Documents : Le rationalisme dans l’historiographie et la science grecques

Claude Bélanger,
Département des Sciences humaines,
Marianopolis College.

- I -
Document d’Hippocrate sur la « Maladie Sacrée »

[Note de Claude Bélanger : Hippocrate (c 460-377) est l’un des pionniers de l’observation scientifique en médecine. Il rejette les superstitions et les mythes explicatifs des maladies. Il est à l’origine de la théorie des humeurs (sang, bile, lymphe. Etc., qui doivent être en équilibre si la santé doit être maintenue). Il a écrit plusieurs ouvrages sur la médecine. Sa contribution fut telle qu’à ce jour les médecins doivent prendre le serment d’Hippocrate. La maladie sacrée dont il est fait état dans le document qui suit est l’épilepsie. Les Grecs avaient toujours crû qu’elle était d’origine divine, et donc sacrée. Pour en savoir davantage sur Hippocrate, voir cette courte biographie]

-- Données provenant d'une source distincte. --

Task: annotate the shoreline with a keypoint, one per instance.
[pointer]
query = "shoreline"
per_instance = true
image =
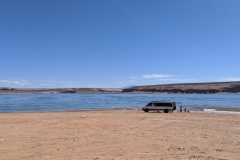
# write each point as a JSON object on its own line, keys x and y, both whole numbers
{"x": 204, "y": 111}
{"x": 119, "y": 134}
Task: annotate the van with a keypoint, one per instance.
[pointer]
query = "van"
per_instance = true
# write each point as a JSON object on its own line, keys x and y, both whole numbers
{"x": 165, "y": 106}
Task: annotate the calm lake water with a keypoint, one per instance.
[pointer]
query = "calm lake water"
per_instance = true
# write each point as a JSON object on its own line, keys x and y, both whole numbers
{"x": 69, "y": 102}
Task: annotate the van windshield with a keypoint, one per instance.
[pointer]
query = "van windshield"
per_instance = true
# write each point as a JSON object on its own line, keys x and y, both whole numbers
{"x": 163, "y": 104}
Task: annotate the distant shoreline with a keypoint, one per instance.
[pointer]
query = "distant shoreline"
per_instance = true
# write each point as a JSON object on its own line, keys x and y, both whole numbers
{"x": 183, "y": 88}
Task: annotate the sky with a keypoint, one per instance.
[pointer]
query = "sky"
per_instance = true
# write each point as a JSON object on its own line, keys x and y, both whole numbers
{"x": 118, "y": 43}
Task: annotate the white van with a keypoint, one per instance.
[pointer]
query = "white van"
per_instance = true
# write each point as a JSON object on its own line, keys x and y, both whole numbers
{"x": 164, "y": 106}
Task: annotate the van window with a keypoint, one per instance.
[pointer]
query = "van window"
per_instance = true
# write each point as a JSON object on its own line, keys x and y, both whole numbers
{"x": 149, "y": 104}
{"x": 163, "y": 104}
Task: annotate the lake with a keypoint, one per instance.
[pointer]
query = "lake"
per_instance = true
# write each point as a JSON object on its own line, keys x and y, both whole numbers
{"x": 71, "y": 102}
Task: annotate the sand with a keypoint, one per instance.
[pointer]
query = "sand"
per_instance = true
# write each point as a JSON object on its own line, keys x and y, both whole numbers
{"x": 119, "y": 135}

« Il en est ainsi pour ce qui touche à la maladie qu’on appelle Sacrée : elle ne m’apparaît pas plus d’origine divine, et être sacrée, que les autres maladies puisqu’elle a des causes naturelles d’où elle origine comme toutes les autres afflictions. Les hommes n’affirment sa nature et ses causes être d’origine divine que par ignorance et émerveillement, parce qu’elle n’est pas semblable aux autres maladies. Cette notion de l’origine divine de cette maladie n’est perpétuée que par leur incapacité à la comprendre, et par la simplicité de la méthode utilisée pour la guérir, puisque les hommes en sont libérés par des purifications et des incantations. Mais si on affirme son origine divine sur la base qu’elle est étonnante, on devra concéder qu’il y a plusieurs autres maladies qui devraient être sacrées puisque, comme je vais le démontrer, il y en a d’autres qui sont étonnantes et prodigieuses, bien que personne n’imagine qu’elles sont sacrées. [Différentes fièvres] ne m’apparaissent pas moins sacrées et divines quant à leur origine, bien qu’elles ne soient pas reconnues comme étonnantes. Je vois des hommes devenir fous et déments sans qu’aucune cause ne se soit manifestée et faire en même temps plusieurs choses déplacées. J’ai aussi connu plusieurs personnes se lamentant et criant dans leur sommeil, certaines dans un état de suffocation, se levant et se précipitant dehors, privées de la raison jusqu‘à leur réveil, et redevenant par la suite aussi raisonnable et bien qu’auparavant. Et cela, je l’ai vu non seulement une fois mais fréquemment. Il y a plusieurs choses, et d’une grande variété, qui sont ainsi et qu’il serait fatiguant de soulever particulièrement.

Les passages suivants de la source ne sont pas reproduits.